After a while she stopped thinking of David and the letter she had not been able to write; it seemed as if, when she tried to make it clear to herself why she did not write to him, something stopped in her mind—a cog did not catch; the thought eluded her. When this happened—as it had happened again and again in these last days; she would fall to thinking, with vague amazement, that this irremediable catastrophe was out of all proportion to its cause. It was monstrous that a crazy minute should ruin a whole life—two whole lives, hers and David's. It was as if a pebble should deflect a river from its course, and make it turn and overflow a landscape! It was incredible that so temporary a thing as an outbreak of temper should have eternal consequences. She gasped, with her face buried in her arms, at the realization—which comes to most of us poor human creatures sooner or later—that sins may be forgiven, but their results remain. As for sin—but surely that meaningless madness was not sin? "It was insanity," she said, shivering at the memory of that hour in the toll-house—that little mad hour, that brought eternity with it! She had had other crazy hours, with no such weight of consequence. Her mind went back over her engagement: her love, her happiness—and her tempers. Well, nothing had come of them. David always understood.
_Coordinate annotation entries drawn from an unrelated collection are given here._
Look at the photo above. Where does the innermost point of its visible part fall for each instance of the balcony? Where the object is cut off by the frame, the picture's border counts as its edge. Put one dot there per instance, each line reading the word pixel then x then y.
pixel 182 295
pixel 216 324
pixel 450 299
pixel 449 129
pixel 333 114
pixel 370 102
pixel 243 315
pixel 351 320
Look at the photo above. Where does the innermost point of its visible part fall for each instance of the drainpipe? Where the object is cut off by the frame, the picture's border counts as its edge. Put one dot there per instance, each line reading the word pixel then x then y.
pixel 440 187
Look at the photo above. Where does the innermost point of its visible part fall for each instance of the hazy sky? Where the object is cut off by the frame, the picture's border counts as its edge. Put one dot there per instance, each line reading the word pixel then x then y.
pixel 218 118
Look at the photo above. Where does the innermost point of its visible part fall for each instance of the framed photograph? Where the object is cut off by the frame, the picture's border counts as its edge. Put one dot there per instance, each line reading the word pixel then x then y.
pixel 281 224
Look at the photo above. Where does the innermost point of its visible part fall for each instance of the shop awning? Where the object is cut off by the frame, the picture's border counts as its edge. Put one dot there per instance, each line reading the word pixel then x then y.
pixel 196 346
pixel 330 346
And still further back: her careless, fiery girlhood—when the knowledge of her mother's recreancy, undermining her sense of responsibility by the condoning suggestion of heredity, had made her quick to excuse her lack of self-control. Her girlhood had been full of those outbreaks of passion, which she "couldn't help"; they were all meaningless, and all harmless, too; at any rate they were all without results of pain to her.
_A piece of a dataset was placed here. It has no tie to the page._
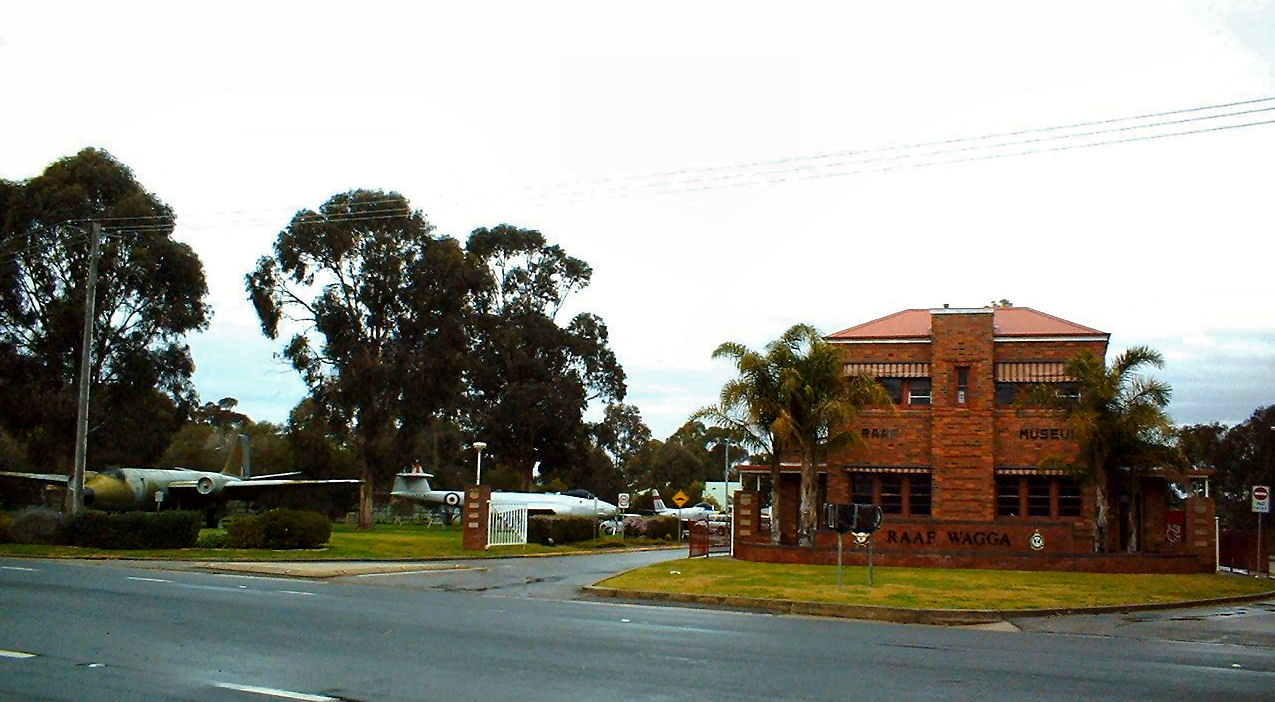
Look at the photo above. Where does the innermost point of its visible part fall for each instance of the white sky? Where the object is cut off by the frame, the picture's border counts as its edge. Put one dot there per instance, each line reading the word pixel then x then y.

Suddenly it seemed to her, as she looked across the roaring gulf that separated her from the past, that all her life had been just a sunny slope down to the edge of the gulf. All those "harmless" tempers which had had no results, had pushed her to this result!
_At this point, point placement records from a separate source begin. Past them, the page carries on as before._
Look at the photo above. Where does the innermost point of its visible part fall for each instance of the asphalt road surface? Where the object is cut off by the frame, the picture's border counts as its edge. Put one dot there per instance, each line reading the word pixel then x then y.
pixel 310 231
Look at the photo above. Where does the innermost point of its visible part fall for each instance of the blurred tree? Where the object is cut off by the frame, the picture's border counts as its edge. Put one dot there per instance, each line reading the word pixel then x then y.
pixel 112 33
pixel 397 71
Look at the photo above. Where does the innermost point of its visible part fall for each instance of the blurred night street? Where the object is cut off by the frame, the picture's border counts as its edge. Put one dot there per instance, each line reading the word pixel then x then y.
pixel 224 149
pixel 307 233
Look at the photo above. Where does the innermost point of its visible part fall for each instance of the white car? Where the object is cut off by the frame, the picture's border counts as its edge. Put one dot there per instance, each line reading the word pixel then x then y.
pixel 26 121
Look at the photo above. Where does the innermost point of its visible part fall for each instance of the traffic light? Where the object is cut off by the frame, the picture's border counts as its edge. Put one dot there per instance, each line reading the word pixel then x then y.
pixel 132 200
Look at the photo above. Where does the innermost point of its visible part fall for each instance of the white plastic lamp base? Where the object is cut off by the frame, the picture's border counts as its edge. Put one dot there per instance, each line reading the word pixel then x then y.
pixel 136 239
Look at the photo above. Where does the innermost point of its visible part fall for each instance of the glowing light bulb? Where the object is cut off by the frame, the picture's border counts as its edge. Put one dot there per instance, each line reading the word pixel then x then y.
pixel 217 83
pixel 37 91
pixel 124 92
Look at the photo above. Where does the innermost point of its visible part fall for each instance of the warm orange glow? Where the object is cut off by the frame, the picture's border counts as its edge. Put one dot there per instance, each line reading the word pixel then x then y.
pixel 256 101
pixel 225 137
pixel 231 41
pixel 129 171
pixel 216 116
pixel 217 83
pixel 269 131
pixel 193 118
Her poor, bright, shamed head lay so long and so still on her folded arms that one looking in upon her might have thought her dead. Perhaps, in a way, Elizabeth did die then, when her heart seemed to break with the knowledge that it is impossible to escape from yesterday. "Oh," she said, brokenly, "why didn't somebody tell me? Why didn't they stop me?" But she did not dwell upon the responsibility of other people. She forgot the easy excuse of 'heredity.' This new knowledge brought with it a vision of her own responsibility that filled her appalled mind to the exclusion of everything else. It is not the pebble that turns the current—it is the easy slope that invites it. All her life Elizabeth had been inviting this moment; and the moment, when it came, was her Day of Judgment. What she had thought of as an incredible injustice of fate in letting a mad instant turn the scales for a whole life, was merely an inevitable result of all that had preceded it. When this fierce and saving knowledge came to her, she thought of Blair. "I have spoiled my own life and David's life. I needn't spoil Blair's. He said if I left him, it would destroy him…. Perhaps if I stay, it will be my punishment. I can never be punished enough."

When Blair came home, she was standing with her forehead against the window, her dry eyes watching the dazzling white world.

Coming up behind her, he took her hand and kissed it humbly. She turned and looked at him with somber eyes.

"Poor Blair," she said.

And Blair, under his breath, said, "Thank God!"